My case isn't that this is right, simply that it is. And yet sometimes social action is perceived to be an innovation of liberalism and/or neo-evangelicalism.

A recent sermon from fundamentalist evangelist Tom Farrell offers an example of the use of social action in missions. Speaking of a missions trip to Thailand with an optometrist, Farrell said that the work of the doctor "gives us an opportunity to share our faith."

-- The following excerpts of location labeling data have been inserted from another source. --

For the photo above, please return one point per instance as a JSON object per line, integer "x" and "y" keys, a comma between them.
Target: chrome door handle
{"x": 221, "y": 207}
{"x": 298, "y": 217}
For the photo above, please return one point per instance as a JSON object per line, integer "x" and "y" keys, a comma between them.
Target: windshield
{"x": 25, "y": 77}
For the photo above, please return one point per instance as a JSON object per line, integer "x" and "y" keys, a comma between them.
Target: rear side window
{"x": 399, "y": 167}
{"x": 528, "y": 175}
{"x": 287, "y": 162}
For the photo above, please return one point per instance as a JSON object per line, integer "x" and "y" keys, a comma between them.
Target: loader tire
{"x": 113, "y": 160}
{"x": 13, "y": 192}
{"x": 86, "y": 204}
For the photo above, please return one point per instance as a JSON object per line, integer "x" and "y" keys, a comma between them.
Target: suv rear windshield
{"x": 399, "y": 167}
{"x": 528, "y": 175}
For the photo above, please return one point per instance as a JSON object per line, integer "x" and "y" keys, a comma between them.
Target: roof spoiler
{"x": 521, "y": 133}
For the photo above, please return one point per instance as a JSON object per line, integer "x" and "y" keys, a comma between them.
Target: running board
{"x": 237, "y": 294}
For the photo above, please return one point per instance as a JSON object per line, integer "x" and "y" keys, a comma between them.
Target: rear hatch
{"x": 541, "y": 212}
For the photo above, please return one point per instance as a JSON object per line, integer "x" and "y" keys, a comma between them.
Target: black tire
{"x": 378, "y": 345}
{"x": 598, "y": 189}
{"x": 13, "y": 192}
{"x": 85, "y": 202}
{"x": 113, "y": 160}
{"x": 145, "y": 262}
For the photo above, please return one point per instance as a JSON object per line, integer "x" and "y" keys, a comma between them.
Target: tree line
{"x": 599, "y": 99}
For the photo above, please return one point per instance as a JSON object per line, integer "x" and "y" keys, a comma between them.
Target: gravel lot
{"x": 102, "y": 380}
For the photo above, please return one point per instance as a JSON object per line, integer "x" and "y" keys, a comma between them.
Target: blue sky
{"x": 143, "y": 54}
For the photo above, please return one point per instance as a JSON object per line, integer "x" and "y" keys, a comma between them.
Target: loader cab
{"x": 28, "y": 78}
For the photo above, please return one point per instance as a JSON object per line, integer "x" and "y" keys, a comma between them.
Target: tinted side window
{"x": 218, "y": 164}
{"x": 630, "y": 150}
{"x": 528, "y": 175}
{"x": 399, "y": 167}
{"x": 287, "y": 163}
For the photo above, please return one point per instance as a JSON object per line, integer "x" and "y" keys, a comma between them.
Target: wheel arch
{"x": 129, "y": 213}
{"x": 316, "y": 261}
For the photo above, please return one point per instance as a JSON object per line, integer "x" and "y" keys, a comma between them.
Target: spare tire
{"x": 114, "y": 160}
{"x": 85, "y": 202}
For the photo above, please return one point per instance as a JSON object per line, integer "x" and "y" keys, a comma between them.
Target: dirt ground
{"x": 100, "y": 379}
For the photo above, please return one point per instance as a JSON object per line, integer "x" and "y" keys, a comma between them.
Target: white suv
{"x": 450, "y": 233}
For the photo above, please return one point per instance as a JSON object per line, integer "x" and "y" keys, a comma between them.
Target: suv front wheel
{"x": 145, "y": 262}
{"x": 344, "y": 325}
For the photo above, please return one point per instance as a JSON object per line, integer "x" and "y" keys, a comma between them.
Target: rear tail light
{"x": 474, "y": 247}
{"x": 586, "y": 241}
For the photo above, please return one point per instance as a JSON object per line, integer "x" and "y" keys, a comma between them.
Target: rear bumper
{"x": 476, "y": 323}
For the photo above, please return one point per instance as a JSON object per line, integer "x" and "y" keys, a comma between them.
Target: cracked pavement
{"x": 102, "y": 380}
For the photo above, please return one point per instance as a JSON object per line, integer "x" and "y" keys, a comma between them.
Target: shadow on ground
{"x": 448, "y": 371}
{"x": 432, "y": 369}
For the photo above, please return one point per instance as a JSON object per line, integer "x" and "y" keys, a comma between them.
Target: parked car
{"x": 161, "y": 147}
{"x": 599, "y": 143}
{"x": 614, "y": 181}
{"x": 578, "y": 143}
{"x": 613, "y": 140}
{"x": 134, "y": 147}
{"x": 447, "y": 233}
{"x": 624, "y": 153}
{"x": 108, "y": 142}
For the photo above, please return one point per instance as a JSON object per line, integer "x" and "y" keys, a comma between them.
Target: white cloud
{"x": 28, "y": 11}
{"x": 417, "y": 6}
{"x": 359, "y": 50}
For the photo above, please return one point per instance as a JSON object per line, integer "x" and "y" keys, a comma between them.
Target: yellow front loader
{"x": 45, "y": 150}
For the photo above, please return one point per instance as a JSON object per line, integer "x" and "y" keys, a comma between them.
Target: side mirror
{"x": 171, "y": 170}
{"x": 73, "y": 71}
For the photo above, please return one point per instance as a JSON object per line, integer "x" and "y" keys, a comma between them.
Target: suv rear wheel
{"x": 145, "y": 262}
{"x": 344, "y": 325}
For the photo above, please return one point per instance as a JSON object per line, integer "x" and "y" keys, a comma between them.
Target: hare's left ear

My sense is that fundamentalists more consistently connect social action with the proclamation of the gospel message than folks in the neo-evangelical stream, but that's simply my perception based on no scientific data. I think that's the mission Farrell is describing here:
What God is allowing us to do with our ministry and with Operation Renewed Hope is touch the body to touch the soul. And we're convinced of this: If we can touch the body of these dear folks, they will be open to the presentation of the gospel.
Listen to his message, "Let's Be a Barney," here.

4 comments:

Bruce McKanna said...

Okay, Ben, you’ve lured me into your PaleoWorld-- I can’t help but comment on this post. I agree entirely that the good we do to others (in this case, to people outside of the church) must be connected to the Gospel. However, I believe your example in this post is not only simplistic but also inconsistent with a gospel of grace when good deeds are reduced to a promotional item that creates an opportunity to teach about forgiveness of sins through Jesus. How is this different than giving trinkets and toys to kids to get them to ride your bus to Sunday School? How is this different than buying somebody dinner in order to make your Amway pitch?

Need we go any further to defend “social justice” work than the second great commandment, “Love your neighbor as yourself”? Remember that when Jesus was asked, “Who then is my neighbor?” he replied with the story of the Good Samaritan, someone who did good toward another simply because he was in need, when those who were covenant kinsmen to the wounded traveler passed right on by.

Can the appropriateness of our “social justice” work simply hinge on our motives? Liberals believe that their social work is bringing about the kingdom, and I believe mine reflects and anticipates the kingdom of Christ, as a foretaste of the perfection he will bring. Ours is relief work; Christ is the one who rescues (or to use biblical language, redeems, delivers, saves).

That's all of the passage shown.